Am I worthy of help?
Today I wanted to hop on and talk about the lag between mental and physical recovery, but in trying to write this post I've found that my thin privilege massively informs my experience. This is because throughout my suffering I've always fit eating disorder stereotypes and so have always been taken seriously by medical professionals and society. Therefore, the difficulties I'm currently navigating which are novice and relatively minor to me, are a much more damaging reality for others.
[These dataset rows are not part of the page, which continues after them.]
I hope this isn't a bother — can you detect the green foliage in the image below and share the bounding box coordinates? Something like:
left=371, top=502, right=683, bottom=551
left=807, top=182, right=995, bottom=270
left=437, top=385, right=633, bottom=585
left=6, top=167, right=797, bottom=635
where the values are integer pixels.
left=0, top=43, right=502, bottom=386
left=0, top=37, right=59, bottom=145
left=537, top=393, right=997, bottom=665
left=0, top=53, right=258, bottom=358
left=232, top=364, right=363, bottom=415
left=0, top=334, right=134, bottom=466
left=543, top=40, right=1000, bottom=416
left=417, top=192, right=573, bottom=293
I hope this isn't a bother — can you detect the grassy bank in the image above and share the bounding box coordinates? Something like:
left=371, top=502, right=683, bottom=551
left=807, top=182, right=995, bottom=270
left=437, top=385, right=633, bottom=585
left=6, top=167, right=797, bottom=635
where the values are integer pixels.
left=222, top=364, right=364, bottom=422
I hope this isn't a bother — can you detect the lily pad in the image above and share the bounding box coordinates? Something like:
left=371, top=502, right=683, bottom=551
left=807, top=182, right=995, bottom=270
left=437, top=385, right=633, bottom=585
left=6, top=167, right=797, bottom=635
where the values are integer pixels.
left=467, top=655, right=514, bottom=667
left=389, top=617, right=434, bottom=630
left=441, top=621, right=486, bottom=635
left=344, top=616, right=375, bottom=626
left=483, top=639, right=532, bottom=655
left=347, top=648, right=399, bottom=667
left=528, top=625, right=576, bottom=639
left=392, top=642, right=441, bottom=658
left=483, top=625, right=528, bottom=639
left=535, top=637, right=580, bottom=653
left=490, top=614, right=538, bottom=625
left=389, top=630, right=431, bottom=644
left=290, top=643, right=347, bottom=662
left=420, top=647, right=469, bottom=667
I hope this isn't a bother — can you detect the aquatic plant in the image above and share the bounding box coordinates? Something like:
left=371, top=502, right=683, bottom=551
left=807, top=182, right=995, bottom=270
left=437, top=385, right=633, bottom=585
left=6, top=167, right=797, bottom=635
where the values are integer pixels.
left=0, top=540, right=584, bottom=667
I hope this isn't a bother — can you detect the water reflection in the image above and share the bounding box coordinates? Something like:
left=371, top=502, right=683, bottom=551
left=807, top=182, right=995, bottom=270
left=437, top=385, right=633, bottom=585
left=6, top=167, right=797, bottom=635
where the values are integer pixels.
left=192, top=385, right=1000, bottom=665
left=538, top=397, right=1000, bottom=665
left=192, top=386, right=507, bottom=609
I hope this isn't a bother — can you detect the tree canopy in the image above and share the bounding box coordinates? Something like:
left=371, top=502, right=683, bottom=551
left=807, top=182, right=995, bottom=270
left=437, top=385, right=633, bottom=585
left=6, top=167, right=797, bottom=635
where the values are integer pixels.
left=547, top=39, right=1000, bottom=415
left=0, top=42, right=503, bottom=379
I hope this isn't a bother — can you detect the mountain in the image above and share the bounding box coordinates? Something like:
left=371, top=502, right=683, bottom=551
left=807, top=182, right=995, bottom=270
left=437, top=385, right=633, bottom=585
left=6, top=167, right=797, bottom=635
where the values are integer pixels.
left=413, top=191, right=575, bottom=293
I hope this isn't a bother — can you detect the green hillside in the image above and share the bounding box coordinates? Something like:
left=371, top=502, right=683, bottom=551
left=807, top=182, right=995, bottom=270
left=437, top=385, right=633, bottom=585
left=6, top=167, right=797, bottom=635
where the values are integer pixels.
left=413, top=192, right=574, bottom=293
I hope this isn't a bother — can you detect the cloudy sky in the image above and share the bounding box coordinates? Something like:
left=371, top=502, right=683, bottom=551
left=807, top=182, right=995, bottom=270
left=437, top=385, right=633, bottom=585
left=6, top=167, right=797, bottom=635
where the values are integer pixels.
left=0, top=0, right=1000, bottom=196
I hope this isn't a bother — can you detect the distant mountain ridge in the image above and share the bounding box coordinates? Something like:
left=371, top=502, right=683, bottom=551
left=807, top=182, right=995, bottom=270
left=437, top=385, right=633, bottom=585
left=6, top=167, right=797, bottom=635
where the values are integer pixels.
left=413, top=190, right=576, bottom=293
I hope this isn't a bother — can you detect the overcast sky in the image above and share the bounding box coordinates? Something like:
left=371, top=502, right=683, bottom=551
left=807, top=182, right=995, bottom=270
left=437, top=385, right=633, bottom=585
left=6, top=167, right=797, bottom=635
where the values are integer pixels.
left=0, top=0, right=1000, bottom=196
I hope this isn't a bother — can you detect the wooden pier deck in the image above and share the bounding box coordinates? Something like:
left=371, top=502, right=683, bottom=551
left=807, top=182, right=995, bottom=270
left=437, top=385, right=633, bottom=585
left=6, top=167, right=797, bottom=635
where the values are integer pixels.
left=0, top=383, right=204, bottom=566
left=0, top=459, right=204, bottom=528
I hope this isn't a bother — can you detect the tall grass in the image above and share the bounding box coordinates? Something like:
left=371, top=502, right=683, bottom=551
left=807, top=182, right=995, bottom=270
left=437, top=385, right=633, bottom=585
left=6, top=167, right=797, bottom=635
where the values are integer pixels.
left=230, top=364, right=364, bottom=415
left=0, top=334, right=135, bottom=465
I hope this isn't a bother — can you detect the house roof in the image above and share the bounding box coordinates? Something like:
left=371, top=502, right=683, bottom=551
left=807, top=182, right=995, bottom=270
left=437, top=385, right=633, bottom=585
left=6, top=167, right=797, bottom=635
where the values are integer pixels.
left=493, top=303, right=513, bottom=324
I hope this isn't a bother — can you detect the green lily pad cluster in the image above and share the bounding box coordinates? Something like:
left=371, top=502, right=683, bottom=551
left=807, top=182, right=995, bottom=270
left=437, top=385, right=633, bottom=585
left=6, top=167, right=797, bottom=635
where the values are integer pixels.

Despite both my mental and physical recovery progressing nicely, I have definitely noticed that recently the latter is slightly ahead. This is presenting some challenges for me that primarily are linked to the 'sick identity' that I have been talking so much about wanting to let go of. This is because I feel that my existence in a healthy body and my ability to frequently make non-disordered food choices invalidates my feelings. It makes me feel silly in the moments I struggle to make a recovery choice which, compared to challenges I have already overcome, should be straightforward. It also makes me feel unworthy of support in difficult moments as I feel I am not struggling enough, or at least not as much as others. This is of course however, complete nonsense as you do not have to earn the right to recover, nor the right to help and understanding. Having experienced disordered thoughts towards food or exercise for even a second is an entirely valid reason to seek help. Lack of funding and in some cases understanding in the medical world can cause you to think otherwise, and unfortunately in many cases can be a barrier to accessing professional care. This does not however mean you aren't unwell and don't deserve to get better - you are sick enough and your healing is important.
Eating disorders are highly competitive illnesses and this can result in individuals never feeling their situation is bad enough or that it is comparatively fine and so not worth the fuss. This can be incredibly toxic and make it much harder to eventually recover as the disordered neural pathways will become more ingrained in your brain over time. At one point in time I know I would have read this and interpreted it to mean I needed to get worse before I could get better, and so if you too are feeling this way lets look at what that choice would really mean...
By listening to your eating disorder you are giving up your personality, your ability to engage in conversation - to socialise, any chance of spontaneity, so many memories, important relationships, and so much precious time. You don't have to live this way. By choosing recovery even and especially when you feel least worthy of it you are giving yourself the opportunity to find happiness. I'm not saying it'll be instantaneous, as getting back to the original point of this post, it can be a long and tricky process and you will likely face many obstacles that may at times make it all seem pointless, but you will make it through.
Currently I am doing the best I've ever done in my recovery and am consequently feeling a lot more. Plenty of those feelings are good, but inevitably others are not. Just because I'm not at my lowest low does not mean I have to settle, and you don't either. We can seek further help, we can rest more, we can be kinder to ourselves, and through this we can grow.